Домой, в нетопленную квартиру, где ждут голодные дети и отчаявшаяся жена. Ждут, сами не зная чего. Ведь им хорошо известно, что ждать нечего.
Домой!
А завтра снова на завод. Туда придет кто-нибудь из «старших товарищей» и скажет краткую речь:
«Товарищи! Вот куда заводит путь, который проповедуют безответственные авантюристы. Теперь вы сами понимаете, почему должно всеми способами удалять с фабрик и заводов так называемых коммунистов, которых пачками выбрасывают к нам Польша и Венгрия. Вы наказаны потерей однодневного заработка. Больше четырехсот ваших товарищей арестовано полицией, и наверняка не одна сотня иностранных рабочих будет выслана из Австрии. Вот каковы результаты вчерашнего дня! Но самое главное — ваша выходка ставит под удар и бесконечно затрудняет реализацию финансового плана товарища Бауэра. Как же можем мы требовать новых жертв, новых денежных жертв от той буржуазии, которая вчера потерпела такие тяжелые убытки?..»

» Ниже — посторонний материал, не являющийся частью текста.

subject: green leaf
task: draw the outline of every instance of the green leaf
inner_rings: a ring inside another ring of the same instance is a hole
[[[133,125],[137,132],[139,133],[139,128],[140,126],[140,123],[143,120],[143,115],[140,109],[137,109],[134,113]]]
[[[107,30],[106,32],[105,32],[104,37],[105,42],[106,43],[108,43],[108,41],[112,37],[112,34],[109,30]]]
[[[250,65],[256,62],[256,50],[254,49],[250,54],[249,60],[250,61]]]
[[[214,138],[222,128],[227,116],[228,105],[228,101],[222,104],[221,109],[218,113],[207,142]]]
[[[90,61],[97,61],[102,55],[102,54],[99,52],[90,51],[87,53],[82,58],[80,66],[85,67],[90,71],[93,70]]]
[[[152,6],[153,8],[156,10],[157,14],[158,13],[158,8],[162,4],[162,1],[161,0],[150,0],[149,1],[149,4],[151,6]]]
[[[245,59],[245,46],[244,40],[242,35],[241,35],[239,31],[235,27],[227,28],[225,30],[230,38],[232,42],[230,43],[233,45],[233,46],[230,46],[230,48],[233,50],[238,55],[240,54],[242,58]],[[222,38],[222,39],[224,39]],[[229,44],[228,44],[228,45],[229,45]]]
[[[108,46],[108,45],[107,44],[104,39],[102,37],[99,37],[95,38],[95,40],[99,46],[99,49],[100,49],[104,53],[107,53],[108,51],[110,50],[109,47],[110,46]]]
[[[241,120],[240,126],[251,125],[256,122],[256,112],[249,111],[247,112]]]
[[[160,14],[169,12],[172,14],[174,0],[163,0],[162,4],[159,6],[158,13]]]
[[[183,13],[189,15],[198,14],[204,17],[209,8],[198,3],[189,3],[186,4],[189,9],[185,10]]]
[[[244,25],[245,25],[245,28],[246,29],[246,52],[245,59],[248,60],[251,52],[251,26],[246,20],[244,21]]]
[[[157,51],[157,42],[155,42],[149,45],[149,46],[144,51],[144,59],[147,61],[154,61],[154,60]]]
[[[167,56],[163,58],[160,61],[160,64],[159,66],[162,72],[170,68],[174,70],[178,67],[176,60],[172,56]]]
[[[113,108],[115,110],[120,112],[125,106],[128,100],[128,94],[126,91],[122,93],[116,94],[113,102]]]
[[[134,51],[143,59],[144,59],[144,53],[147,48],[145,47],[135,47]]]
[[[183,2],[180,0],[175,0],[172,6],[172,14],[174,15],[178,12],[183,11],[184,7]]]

Вот что сулит грядущий день. Да и другие не обещают лучшего.
Сотни тысяч — те самые сотни тысяч, которые стояли под Добердо, на берегу Изонзо, в болотах Албании, в Карпатах. Те сотни тысяч, которые извечно воюют с более сильным врагом — за кусок насущного хлеба. Те самые герои, которых отечество неизменно встречает с неослабевающей благодарностью — и которых дома ждут голодные жены. Стотысячная толпа раскалывается на индивидуумы, и каждый стонет над своей личной бедой. А бед — достаточно.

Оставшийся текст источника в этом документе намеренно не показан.